自分がしでかした一連の行動を思い返して、ベッドの上で深々と頭を下げるしかなかった。まゆゆからは深い、深い溜息が返ってくる。
「何でお前は後先考えないで行動すんだよ。灰崎とかいう奴の時に痛い目見ただろうが」
「う…だ、だって…樋口先輩が…笠松さんが…。私、我慢できなくて…」
「気持ちはすげーわかるけど、お前はもう少し女子だって自覚をしろ。あんな筋肉だるまみたいな集団に敵うわけねえだろ」
「うう…ごめんなさい…でも、すごく、腹が立って…だって、あいつら、私達がしてきたバスケとか、全部馬鹿にしたんだ」
去年のウィンターカップで、逆転されそうな場面をまゆゆの火事場の馬鹿力で乗り越え、洛山の優勝をみんなで泣いて喜んだ。たくさん大変なこともあって、たくさん練習もして、そうやって頑張ってきた私達のバスケを、価値がないと言ったのだ。許せなかった。黙っていることが、できなかった。
少しは大人になったと思ったのに、全然なれていなかった。こうやってまたいろんな人に迷惑をかけてしまった。なんか泣きそうだ。
まゆゆははあ、とまた深い溜息を吐いてから、いつものようにポフ、と頭を撫でてくれる。
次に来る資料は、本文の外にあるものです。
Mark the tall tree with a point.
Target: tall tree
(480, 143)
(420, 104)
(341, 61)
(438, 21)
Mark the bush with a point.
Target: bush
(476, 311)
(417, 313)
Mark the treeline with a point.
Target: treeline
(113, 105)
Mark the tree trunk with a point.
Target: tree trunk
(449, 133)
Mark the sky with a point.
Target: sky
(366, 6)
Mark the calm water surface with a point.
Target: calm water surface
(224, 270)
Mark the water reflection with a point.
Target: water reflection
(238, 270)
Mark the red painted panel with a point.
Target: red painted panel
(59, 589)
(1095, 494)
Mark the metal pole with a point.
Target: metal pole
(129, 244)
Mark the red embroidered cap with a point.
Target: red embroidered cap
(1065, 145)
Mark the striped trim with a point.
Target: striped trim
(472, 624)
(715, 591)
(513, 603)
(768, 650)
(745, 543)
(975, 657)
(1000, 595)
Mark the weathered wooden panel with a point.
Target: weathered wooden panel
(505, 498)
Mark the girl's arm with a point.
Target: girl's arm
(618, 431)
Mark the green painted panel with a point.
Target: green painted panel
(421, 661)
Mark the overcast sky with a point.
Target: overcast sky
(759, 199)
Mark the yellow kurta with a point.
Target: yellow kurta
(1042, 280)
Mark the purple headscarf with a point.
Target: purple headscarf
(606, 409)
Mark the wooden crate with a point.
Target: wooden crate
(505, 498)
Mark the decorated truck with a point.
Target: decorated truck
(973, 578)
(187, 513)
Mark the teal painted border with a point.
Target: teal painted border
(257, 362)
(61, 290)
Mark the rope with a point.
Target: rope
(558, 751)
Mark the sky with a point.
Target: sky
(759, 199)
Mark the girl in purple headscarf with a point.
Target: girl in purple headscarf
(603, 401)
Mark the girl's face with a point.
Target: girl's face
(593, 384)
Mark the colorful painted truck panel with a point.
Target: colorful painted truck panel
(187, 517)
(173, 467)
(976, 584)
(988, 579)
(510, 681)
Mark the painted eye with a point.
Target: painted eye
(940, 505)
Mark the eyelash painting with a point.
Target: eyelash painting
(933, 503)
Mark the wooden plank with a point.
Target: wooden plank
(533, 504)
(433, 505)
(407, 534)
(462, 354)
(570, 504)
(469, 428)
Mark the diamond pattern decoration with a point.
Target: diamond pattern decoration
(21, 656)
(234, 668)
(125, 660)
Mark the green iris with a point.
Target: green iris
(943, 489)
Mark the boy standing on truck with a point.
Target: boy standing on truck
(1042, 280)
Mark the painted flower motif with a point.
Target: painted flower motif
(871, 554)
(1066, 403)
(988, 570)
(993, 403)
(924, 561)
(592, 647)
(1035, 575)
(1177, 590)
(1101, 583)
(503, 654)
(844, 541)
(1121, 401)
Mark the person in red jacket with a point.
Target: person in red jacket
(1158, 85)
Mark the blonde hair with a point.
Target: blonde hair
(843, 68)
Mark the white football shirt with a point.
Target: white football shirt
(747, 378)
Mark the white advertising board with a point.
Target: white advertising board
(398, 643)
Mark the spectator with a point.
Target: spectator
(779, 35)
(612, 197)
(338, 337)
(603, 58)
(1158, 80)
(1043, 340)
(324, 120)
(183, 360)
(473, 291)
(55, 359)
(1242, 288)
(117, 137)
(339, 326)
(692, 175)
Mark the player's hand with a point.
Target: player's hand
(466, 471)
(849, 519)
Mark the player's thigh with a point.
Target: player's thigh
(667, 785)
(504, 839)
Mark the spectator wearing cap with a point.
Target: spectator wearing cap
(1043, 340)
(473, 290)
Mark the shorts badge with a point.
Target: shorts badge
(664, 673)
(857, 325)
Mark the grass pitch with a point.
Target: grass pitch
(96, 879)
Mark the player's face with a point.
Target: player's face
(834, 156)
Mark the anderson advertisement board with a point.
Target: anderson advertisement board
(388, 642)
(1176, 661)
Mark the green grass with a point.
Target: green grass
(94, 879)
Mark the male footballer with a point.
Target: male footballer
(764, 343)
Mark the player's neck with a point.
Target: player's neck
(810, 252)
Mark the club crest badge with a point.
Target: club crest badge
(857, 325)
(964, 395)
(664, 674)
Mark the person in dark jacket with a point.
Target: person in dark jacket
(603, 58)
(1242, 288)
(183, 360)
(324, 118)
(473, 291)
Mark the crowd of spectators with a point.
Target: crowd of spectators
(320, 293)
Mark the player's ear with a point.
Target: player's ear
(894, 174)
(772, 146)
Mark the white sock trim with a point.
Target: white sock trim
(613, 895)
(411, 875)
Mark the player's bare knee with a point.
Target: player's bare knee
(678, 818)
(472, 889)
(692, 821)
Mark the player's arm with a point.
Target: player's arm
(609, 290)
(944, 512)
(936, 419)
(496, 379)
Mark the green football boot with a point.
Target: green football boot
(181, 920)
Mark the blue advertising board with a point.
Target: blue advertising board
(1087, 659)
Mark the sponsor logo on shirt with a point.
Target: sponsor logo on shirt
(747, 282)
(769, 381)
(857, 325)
「まあ、よく言ってやったとは思ってる。お前、言うことがいちいち主人公だよな」
「えっマジで?!私どっちかっていうと主人公の友人ポジだと思ってた!落とす女の子と主人公の好感度教えてくれる感じの」
「いやそれもわりと良いポジションじゃねえかよ」
ふへへ、と笑ったら、まゆゆは仕方ないなと笑って、実渕先輩達から届いた、私を心配してくれているメールを読み上げてくれた。
落ち着いたら返事をしよう、と話していたら勢いよく病室の扉が開けられる。そして珍しく息を切らした兄貴が入ってきて、さらには帝王オーラを背負ってきていて思わず「私死んだ」と口に出したら、まゆゆに合掌された。